Tax pain favoured by market amid GDP risks

Finance Minister Nhlanhla Nene is looking for taxes he can raise as he seeks to offset weak government revenue.

South African Finance Minister Nhlanhla Nene is looking for taxes he can raise as he seeks to offset weak government revenue and burnish his credibility with investors.

In his first annual budget on Feb. 25, Nene will probably widen his fiscal deficit targets for the next two years, according to the median estimate of eight economists surveyed by Bloomberg. By fulfilling an October pledge to curb spending, he may alleviate some of the risk expressed by ratings companies and traders, who have sent prices of credit default swaps 26 basis points higher than the average over the past five years.

His challenge will be to find new sources of revenue that won’t unduly impair the economy, which is struggling to gain momentum after the worst year for growth since the 2009 recession. Nene, 56, may announce increased levies including fuel surcharges, aiming to preserve the nation’s investment- grade status and boost the allure of the country’s assets.

“It will be a pretty fine balancing act,” Asher Lipson, head of fixed-income strategy at Standard Bank Group Ltd., said by phone from Johannesburg on Feb. 20. “They’ve got to find taxes that will not be too punitive to the economy. But ultimately tax increases as opposed to debt issuance would be far more positive for the bond market.”

Fuel Levies

The budget deficit will probably reach 3.7 percent of gross domestic product in the year through March 2016 and 3.1 percent in the year after that, according to a Bloomberg survey. That compares with National Treasury projections of 3.6 percent and 2.6 percent, respectively.

Analysts are divided on which taxes Nene will increase to raise an extra 12 billion rand ($1 billion) he proposed in the Oct. 22 mid-term budget. A 28 percent drop in gasoline prices in the past six months, following a slide in global crude costs, may give authorities room to raise fuel duties.

“You may see a combination of tax increases,” Andrew Wellsted, the South African head of tax at law firm Norton Rose Fulbright, told reporters in Johannesburg on Feb. 17. “Any tax increase is going to have some negative effects on the economy.”

Rating Downgrades

Nene is seeking to preserve the nation’s credit rating after two downgrades last year. Fitch Ratings said in December the government’s fiscal tightening plans should help curb debt, allowing it to keep the assessment at BBB, the second-lowest investment grade. That’s in line with Moody’s Investors Service, which downgraded South Africa a week after the mid-term budget, and one level above Standard & Poor’s.

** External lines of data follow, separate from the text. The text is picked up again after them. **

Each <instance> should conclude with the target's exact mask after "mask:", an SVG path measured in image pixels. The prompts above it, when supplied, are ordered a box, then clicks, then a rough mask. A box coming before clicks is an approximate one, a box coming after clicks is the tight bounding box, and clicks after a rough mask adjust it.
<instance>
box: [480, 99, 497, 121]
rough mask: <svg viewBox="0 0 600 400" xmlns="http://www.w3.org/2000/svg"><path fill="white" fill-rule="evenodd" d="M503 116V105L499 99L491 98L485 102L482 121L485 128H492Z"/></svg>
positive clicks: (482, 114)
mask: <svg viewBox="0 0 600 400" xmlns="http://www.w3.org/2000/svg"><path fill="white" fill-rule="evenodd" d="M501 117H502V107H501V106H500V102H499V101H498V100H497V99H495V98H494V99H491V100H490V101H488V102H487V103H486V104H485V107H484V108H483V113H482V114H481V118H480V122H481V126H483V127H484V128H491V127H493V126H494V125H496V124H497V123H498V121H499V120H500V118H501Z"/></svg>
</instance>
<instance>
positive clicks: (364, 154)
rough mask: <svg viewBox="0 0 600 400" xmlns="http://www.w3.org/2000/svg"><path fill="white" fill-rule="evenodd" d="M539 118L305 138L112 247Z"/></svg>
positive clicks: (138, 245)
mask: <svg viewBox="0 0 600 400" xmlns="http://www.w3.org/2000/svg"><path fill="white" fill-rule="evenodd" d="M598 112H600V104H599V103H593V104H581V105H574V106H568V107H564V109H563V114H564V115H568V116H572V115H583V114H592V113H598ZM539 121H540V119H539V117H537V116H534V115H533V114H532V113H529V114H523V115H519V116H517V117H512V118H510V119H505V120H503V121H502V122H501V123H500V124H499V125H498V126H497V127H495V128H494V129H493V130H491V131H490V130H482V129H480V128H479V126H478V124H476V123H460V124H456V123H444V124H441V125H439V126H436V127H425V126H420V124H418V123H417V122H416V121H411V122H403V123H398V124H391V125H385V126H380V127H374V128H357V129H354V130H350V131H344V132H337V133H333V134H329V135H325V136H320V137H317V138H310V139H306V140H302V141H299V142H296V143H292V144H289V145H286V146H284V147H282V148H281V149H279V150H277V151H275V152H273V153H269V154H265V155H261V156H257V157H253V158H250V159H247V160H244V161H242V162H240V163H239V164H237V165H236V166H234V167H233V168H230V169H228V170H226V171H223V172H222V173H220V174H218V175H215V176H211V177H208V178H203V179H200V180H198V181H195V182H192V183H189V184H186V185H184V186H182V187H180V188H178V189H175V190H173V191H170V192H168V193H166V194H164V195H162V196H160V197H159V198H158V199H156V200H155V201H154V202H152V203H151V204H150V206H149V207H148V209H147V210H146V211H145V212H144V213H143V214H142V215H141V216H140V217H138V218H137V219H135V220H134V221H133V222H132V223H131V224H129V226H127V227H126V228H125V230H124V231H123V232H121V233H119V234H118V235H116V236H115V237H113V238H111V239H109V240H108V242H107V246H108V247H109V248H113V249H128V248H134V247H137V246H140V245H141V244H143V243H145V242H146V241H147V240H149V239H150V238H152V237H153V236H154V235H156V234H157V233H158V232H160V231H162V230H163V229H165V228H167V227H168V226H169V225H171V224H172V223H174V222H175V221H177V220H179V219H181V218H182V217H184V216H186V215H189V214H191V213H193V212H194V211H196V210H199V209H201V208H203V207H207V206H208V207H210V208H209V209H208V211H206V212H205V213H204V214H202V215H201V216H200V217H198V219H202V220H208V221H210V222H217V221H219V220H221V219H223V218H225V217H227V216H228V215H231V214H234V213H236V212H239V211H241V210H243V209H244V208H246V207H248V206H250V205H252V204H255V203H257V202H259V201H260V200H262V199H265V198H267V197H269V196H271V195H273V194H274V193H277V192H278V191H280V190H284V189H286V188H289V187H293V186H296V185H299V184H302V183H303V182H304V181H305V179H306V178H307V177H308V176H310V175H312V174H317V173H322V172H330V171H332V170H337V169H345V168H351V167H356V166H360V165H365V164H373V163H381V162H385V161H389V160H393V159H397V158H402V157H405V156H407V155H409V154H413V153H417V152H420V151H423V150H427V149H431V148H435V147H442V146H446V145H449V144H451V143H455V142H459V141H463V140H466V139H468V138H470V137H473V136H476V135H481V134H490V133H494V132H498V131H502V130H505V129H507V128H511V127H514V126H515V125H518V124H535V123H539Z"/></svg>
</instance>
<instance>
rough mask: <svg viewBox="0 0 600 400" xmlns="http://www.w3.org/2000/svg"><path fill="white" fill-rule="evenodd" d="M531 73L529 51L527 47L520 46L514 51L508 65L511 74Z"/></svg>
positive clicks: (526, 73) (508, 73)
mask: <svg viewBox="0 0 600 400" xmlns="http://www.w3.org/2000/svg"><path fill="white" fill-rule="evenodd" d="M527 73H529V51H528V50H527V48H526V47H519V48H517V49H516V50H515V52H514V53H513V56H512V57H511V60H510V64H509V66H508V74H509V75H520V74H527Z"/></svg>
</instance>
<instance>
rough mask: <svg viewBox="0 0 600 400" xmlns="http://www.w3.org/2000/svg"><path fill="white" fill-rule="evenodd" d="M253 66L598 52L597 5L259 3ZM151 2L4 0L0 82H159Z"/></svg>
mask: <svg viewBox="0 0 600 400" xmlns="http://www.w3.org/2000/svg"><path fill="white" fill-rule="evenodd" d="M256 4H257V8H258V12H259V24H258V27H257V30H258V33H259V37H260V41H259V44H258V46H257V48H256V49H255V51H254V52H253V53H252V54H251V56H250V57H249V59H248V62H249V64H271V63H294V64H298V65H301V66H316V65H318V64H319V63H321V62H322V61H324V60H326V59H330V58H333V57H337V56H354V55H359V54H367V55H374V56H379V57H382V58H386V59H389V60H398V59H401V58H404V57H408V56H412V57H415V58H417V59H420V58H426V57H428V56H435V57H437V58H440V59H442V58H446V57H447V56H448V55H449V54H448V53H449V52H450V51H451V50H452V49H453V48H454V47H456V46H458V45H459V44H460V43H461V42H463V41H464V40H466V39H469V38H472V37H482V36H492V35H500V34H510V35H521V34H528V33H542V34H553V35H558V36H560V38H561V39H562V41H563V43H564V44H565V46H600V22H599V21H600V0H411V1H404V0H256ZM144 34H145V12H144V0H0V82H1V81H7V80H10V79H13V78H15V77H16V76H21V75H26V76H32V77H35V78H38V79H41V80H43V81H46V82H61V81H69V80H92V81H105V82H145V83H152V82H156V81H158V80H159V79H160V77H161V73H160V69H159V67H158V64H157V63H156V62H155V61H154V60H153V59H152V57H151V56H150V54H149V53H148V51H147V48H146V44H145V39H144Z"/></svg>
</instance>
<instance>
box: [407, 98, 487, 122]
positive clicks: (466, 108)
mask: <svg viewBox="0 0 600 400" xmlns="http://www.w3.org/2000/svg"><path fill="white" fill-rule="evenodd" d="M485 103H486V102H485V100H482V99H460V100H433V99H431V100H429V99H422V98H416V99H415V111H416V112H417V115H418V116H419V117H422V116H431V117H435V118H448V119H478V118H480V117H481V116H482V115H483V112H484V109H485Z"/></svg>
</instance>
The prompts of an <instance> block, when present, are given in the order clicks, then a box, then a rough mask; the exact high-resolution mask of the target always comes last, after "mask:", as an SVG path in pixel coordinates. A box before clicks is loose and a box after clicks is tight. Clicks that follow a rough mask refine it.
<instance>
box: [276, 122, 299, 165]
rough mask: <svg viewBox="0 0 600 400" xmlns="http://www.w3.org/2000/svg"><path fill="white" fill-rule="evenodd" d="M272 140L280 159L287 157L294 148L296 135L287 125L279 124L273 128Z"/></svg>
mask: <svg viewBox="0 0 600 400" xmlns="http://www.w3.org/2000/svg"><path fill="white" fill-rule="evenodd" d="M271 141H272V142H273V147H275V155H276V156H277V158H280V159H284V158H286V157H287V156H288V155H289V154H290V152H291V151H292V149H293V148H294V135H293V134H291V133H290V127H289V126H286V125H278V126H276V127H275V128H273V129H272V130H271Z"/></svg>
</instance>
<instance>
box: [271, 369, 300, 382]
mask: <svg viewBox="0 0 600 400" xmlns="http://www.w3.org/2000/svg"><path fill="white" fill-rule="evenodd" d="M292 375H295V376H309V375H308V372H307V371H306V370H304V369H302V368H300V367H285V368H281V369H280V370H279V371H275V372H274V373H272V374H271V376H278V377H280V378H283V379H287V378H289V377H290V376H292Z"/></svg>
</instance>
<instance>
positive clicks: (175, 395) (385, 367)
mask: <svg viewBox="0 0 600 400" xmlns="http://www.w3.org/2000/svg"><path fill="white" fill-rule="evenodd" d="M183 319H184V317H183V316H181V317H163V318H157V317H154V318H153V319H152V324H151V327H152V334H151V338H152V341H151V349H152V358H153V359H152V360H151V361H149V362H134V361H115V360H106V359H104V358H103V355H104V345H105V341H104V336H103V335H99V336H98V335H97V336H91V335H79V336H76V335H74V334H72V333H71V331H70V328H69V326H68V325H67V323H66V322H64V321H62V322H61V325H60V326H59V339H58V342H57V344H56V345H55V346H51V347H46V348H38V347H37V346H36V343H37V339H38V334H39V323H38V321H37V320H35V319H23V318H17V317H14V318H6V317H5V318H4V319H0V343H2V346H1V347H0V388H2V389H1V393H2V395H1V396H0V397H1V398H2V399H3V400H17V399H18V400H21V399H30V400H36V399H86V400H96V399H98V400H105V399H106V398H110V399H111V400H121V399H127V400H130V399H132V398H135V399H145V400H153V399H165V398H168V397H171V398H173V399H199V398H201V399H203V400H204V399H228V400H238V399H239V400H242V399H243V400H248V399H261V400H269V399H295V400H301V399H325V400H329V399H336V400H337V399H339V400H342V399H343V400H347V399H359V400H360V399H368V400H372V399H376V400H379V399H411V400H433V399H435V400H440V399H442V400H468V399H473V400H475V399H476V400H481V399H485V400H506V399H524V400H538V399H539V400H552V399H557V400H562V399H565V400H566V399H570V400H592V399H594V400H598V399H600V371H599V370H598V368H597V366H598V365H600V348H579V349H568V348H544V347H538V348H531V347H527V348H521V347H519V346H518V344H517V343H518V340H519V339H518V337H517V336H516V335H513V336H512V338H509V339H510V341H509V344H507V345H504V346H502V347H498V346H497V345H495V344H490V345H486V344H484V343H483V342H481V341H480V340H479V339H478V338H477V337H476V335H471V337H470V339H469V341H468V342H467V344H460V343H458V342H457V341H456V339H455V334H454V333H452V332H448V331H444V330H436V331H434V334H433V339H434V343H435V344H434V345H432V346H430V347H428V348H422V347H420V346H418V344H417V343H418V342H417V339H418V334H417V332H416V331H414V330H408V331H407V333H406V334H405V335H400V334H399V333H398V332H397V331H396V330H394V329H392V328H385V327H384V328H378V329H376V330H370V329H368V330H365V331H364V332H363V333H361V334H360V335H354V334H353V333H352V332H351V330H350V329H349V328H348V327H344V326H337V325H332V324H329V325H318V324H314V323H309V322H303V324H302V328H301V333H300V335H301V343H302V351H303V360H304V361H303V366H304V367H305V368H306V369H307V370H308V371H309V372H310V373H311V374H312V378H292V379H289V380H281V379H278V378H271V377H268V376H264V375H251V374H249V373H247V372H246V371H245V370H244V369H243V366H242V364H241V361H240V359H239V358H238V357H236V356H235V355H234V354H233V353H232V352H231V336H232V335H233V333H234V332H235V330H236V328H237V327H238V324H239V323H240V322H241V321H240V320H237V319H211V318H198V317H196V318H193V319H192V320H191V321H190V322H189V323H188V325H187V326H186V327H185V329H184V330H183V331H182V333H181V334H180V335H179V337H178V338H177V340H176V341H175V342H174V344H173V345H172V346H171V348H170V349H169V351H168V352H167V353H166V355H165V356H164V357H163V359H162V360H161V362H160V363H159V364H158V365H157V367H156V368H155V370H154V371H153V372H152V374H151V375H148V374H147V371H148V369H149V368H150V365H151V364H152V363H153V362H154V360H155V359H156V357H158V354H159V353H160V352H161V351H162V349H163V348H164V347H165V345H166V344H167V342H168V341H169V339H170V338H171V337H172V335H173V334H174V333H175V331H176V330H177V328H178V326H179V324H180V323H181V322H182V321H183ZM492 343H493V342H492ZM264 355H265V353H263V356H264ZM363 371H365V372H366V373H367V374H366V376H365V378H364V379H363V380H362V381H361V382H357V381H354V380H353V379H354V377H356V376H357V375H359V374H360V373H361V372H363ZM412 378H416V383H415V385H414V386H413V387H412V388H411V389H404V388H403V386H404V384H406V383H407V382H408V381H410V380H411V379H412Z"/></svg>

The rand gained 0.1 percent to 11.6620 against the dollar as of 4:50 p.m. in Johannesburg on Feb. 20, taking its decline since the October fiscal statement to 5.7 percent. Yields on government rand bonds due December 2026 rose seven basis points to 7.66 percent on Friday.

If Nene sticks to his plans to raise revenue “in the short term, it’s clearly likely to be positive,” Alex Smith, an economist at First National Bank, a unit of FirstRand Ltd., said by phone from Johannesburg on Feb. 20. Rating companies “would want to see that those revenue measures are sustainable and also that they are likely to not result in any significant adverse effect on longer-term” gross domestic product growth, he said.

Debt Levels

Nene may trim his economic growth forecast of 2.5 percent for this year as power blackouts in Africa’s most-industrialized economy disrupt output. GDP will probably expand 2.3 percent this year and 2.5 percent in 2016, according to the median estimate of 22 economists surveyed by Bloomberg. That compares with estimated growth of 1.4 percent in 2014, according to the Reserve Bank.

Investors are monitoring Nene’s plan for signs of rising debt levels. While the finance minister projected gross government debt will increase to 49.8 percent of GDP in 2018, revisions to the national accounts data in November may have lowered the ratio to 47.6 percent, according to the central bank.

Rising debt “might jeopardize the ratings for South Africa,” Martin Marinov, an emerging-markets money manager at Raiffeisen Kapitalanlage in Vienna, said by phone on Feb. 19. “They have to raise the revenue, so I think there’s going to be some kind of tax increase coming.”